ぐっと唇をかみ締める中一人の青年が前に出る。


彼は近衛騎士団に所属し、王族の護衛騎士をする立場にある。

クラハドール・ジーベスタ。





「殿下、発言をお許しいただけますか」


「何だ?許そう」


「殿下は、婚約破棄をなさるということですね」


「ああ」



王族直属の護衛騎士でもある彼を信頼しているウィリアムは発言を許した。



「レジーナ様と婚約破棄されるのであれば彼女を妻に娶ることをお許しいただきたいのです」


「は?」


「私はずっとレジーナ様を愛しておりました。ですか貴方様の婚約者故い諦めておりましたが…殿下にその気持ちがないのであれば私はレジーナ様を諦めることはできません」



一瞬、その場が凍りついた。

何を言っているのだろうか、この男は。


誰もが思った。

この断罪の場で国外追放になるレジーナを妻に娶ると言うことは…


「貴様正気きか!レジーナ嬢は…」


「はい、私は真実の愛をレジーナ様と共に」



堂々と公衆の面前でレジーナを抱きしめる。



「クラン様」


「レジーナ様」


二人は愛し合う恋人のようだった。



「貴様には婚約者がいたはずだ」


「はい、ですが愛などありません。

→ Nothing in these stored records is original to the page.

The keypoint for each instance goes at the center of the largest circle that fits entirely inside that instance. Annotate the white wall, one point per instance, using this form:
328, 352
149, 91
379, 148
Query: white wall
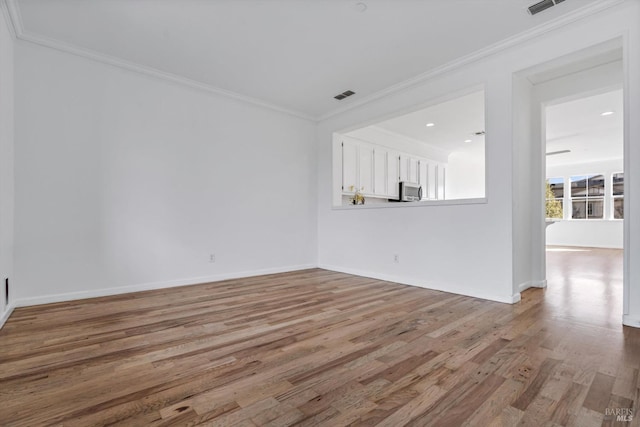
380, 136
126, 182
443, 246
469, 249
466, 172
6, 162
590, 233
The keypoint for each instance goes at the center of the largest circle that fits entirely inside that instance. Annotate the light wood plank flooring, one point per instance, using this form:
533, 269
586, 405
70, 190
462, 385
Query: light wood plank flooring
322, 348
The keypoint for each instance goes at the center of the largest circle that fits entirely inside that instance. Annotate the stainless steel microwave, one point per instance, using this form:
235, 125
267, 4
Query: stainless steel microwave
410, 191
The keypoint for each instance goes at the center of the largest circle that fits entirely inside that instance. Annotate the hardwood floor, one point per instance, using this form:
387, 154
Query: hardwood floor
322, 348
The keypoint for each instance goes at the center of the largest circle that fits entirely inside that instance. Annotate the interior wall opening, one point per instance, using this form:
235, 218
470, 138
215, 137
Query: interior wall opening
433, 154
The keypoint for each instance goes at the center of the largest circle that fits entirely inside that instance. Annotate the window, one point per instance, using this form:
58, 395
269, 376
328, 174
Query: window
587, 197
617, 180
555, 195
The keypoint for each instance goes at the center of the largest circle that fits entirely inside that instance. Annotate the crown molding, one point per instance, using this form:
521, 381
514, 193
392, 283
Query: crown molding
21, 34
6, 12
493, 49
12, 14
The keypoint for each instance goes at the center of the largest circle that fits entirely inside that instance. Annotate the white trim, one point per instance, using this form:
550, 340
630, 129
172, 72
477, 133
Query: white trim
421, 203
508, 299
70, 296
578, 14
7, 312
633, 322
532, 284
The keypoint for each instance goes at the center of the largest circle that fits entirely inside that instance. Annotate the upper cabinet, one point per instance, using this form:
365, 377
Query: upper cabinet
366, 168
375, 171
349, 167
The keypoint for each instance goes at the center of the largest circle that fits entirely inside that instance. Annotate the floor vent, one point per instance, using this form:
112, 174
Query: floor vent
543, 5
344, 95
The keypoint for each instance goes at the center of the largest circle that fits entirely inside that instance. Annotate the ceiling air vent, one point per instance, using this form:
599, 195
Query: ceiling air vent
543, 5
343, 95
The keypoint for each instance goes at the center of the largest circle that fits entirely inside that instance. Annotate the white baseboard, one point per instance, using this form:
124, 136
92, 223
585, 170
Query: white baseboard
532, 284
70, 296
7, 312
508, 299
634, 322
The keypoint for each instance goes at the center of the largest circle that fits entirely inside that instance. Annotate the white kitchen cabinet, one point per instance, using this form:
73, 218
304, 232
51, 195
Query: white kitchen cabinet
375, 171
393, 174
414, 170
423, 174
432, 181
380, 156
365, 170
349, 166
409, 168
442, 178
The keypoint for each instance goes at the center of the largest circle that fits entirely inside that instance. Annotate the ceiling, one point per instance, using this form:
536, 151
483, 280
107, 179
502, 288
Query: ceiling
455, 123
294, 55
579, 126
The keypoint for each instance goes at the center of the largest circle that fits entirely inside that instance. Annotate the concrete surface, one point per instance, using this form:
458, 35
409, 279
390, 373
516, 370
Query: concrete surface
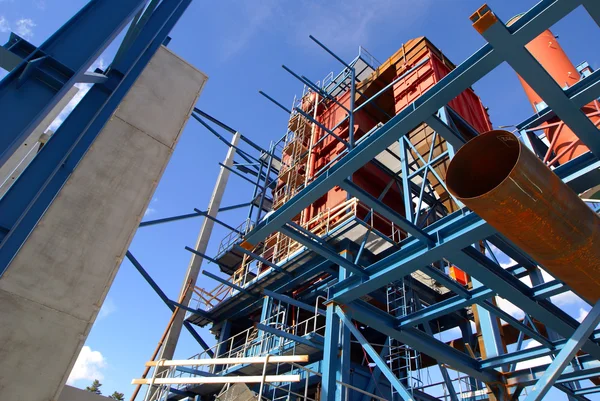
76, 394
51, 293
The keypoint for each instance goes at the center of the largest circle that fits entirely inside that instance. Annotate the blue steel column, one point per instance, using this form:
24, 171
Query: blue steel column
490, 332
564, 357
408, 203
381, 364
343, 373
331, 361
34, 87
24, 204
265, 313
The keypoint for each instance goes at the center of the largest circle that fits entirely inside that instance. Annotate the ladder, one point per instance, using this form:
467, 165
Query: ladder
404, 361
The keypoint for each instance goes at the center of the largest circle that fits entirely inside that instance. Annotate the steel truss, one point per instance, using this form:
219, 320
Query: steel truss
457, 238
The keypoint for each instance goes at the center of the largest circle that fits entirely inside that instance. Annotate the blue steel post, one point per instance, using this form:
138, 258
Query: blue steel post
26, 201
489, 329
331, 360
564, 357
408, 203
343, 373
351, 113
265, 313
405, 395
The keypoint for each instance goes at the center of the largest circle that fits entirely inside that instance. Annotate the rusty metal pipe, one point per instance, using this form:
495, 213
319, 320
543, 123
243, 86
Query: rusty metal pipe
502, 181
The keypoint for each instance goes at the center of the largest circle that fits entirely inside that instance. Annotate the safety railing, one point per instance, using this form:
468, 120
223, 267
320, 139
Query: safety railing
277, 248
368, 58
234, 237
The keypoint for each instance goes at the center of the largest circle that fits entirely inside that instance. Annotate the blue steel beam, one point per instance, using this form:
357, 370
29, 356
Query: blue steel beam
542, 83
262, 260
454, 232
538, 352
289, 336
377, 359
531, 24
376, 373
228, 283
227, 226
448, 282
295, 302
300, 276
449, 134
385, 211
564, 357
507, 317
64, 57
167, 301
169, 219
593, 8
29, 197
580, 93
386, 324
231, 130
204, 256
510, 288
322, 250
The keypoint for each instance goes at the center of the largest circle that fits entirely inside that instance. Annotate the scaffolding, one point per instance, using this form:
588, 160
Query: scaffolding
381, 288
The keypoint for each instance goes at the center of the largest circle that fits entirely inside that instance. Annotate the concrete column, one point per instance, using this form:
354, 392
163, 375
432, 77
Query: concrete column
51, 292
201, 244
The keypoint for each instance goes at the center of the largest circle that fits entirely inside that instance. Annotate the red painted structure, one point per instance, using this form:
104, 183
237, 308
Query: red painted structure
434, 66
564, 144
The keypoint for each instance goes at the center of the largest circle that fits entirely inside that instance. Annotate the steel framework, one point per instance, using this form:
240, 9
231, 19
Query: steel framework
354, 274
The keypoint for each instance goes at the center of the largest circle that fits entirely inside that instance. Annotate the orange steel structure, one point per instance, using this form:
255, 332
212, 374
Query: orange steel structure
564, 144
432, 66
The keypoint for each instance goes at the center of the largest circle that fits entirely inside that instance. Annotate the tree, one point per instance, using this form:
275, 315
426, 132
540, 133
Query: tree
117, 396
95, 387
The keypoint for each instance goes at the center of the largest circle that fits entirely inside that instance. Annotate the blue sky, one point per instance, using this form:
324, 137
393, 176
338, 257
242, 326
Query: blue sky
241, 45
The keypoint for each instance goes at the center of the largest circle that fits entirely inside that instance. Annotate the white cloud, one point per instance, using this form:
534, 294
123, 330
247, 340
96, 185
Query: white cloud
24, 27
343, 25
108, 308
89, 366
4, 25
83, 89
545, 360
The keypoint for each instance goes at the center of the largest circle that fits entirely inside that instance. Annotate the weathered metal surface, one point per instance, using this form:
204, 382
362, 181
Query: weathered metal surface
505, 183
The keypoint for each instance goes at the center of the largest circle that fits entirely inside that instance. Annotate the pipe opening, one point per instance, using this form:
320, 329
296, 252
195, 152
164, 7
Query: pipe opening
482, 164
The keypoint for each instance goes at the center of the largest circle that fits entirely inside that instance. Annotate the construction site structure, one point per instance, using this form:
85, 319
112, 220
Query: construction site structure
382, 229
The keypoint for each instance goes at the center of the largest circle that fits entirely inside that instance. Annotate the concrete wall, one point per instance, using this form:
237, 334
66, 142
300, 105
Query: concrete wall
76, 394
52, 291
14, 166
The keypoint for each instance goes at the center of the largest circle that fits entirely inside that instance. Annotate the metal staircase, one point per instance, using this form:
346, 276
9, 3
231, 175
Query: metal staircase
404, 361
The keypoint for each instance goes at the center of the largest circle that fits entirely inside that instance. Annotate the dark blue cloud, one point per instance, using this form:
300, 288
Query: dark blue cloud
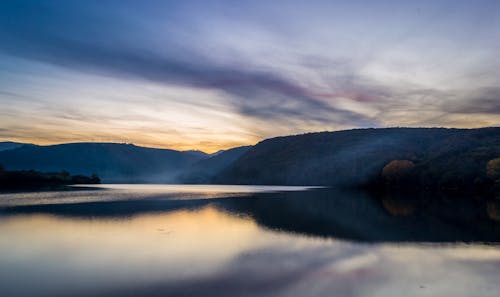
88, 36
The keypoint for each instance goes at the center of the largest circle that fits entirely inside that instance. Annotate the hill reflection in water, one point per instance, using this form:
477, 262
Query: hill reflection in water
320, 242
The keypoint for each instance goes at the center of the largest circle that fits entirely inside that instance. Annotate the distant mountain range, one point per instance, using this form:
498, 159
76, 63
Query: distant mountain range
9, 145
438, 157
451, 158
112, 162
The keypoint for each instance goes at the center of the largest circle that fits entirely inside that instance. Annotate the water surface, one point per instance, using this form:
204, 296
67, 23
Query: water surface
152, 240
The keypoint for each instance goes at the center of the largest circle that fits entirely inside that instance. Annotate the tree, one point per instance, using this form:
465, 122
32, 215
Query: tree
493, 169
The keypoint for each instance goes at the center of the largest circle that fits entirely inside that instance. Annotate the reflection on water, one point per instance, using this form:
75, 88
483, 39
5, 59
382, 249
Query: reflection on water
137, 241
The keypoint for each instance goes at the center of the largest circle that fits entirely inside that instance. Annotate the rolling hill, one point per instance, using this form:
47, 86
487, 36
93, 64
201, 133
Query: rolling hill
442, 157
112, 162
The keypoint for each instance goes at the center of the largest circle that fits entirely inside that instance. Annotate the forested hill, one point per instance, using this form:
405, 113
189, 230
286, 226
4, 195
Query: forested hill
438, 157
112, 162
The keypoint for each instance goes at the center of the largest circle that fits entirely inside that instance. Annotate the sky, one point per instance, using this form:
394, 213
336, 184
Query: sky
214, 74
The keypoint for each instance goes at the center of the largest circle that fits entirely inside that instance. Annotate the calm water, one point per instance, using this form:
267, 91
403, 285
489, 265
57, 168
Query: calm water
150, 240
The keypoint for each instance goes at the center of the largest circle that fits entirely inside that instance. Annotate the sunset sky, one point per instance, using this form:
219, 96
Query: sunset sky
211, 75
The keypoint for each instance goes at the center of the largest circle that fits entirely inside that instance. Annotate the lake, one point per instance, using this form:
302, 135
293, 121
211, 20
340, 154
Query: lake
197, 240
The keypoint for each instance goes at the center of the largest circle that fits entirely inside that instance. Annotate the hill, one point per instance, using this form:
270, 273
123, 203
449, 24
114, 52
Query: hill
9, 145
442, 157
112, 162
203, 171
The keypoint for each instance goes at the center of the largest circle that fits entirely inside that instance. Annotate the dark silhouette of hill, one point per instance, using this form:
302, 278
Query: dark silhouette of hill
31, 179
9, 145
112, 162
451, 158
203, 171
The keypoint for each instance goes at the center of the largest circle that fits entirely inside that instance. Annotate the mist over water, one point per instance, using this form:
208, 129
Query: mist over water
181, 240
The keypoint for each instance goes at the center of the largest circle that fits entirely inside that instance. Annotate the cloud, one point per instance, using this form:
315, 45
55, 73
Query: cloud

私の愛はずっとこの方に…」


堂々と婚約者を捨てレジーナと生きると告げられ、その婚約者である人物は冷ややかな目を向けられる。



「アイリス様お気の毒ですわね…」


「でも、以前からレジーナ様とは噂がありましたわし」


「ええ…ずっと浮気をされていたのではなくて?」


貴族令嬢は噂好きでひそひそと囁く。



晒し者に合うアイリスは耐え切れず、そのままその場を去って行く。



「アイリス!」


公爵令嬢でウィリアムの従兄弟関係にあたる令嬢アンジェリークはアイリスの後を追いかける。



そこに国王陛下が声を荒げる。



「いい加減にせんか!馬鹿共が!お前達はしばらく謹慎じゃ!」


「警備隊、このお二人を拘束なさい」


続いて王妃が命じる。


「レジーナ嬢、貴方には申し訳ないことをいたしました」


「王妃様」


「この度は息子が勝手にしでかしたこと…ですが、貴方には謹慎していただきますわ」


「えっ…」


安堵するも束の間、王妃から告げられた言葉に耳を疑う。



「不貞を働いた罪を、クラハドールは爵位を取り上げ平民として追放いたします」


「王妃殿下!」


「王族の親族として恥をさらし、近衛騎士の名を汚しました。許されることではございませんわ」




断罪が行われた当初、被害者に過ぎなかったレジーナは一瞬にして加害者となる。


そしてクラハドールも同様に。



本来ヒロインを断罪し、悪役令嬢が勝者となるこのイベントは。


ヒロインと共に破滅の道を進むもう一つの乙女ルートに突入するのだった。